That all depends on your age, the amounts you contributed, the nature of the retirement plans and the hardships.
The IRS does recognize some exceptions to the early retirement penalty problem (see http://www.irs.gov/Retirement-Plans/Plan-Participant,-Employee/Retirement-Topics---Tax-on-Early-Distributions).
It may also be possible to setup a self-directed IRA, roll your retirement funds to this, and then access those funds for specific business purposes under properly structured vehicles. But doing this is not a do-it-yourself process by any means.
Depending on what direction you decide to go, you'll like need the services of an attorney to assist.

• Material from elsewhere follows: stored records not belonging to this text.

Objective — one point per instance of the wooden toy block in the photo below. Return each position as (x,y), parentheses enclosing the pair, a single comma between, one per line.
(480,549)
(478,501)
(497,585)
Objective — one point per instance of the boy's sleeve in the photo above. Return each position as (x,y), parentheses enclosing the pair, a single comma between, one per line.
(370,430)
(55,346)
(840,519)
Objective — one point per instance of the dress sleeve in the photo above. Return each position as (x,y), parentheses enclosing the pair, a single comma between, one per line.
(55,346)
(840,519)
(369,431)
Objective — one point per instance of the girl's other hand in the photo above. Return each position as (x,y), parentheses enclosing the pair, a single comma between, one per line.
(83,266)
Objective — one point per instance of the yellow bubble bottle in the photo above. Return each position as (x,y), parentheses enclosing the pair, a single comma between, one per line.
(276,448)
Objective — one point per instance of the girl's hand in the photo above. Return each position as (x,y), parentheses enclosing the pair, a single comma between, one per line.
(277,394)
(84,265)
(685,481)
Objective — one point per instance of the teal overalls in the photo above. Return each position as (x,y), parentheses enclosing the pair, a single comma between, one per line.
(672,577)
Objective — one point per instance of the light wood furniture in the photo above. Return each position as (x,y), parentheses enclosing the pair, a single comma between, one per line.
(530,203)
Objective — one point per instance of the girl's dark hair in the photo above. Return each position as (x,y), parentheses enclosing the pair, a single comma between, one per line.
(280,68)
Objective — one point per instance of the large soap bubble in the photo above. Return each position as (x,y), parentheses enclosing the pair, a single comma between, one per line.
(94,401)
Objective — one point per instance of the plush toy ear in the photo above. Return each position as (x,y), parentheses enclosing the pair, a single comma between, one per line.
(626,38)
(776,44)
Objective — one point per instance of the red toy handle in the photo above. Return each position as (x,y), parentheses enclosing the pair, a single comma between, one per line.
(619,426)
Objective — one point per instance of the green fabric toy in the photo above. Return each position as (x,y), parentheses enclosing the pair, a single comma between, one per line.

Evan A. Nielsen is licensed to practice law in California and handles federal tax matters throughout the U.S. The information provided here is for educational purposes only and is not intended as legal advice for a particular matter. This response does not create any attorney-client relationship with the author. For specific advice about your particular situation, please consult an attorney.
The withdrawals will be subject to tax and possibly a 10% early withdrawal penalty. The IRS is pretty strict on waiving the 10% penalty based on hardship, and based on the minimal facts presented it doesn't seem you would qualify for a hardship withdrawal. You will want to speak with a attorney or CPA prior to withdrawing the monies so that you have a better understanding of the liabilities incur.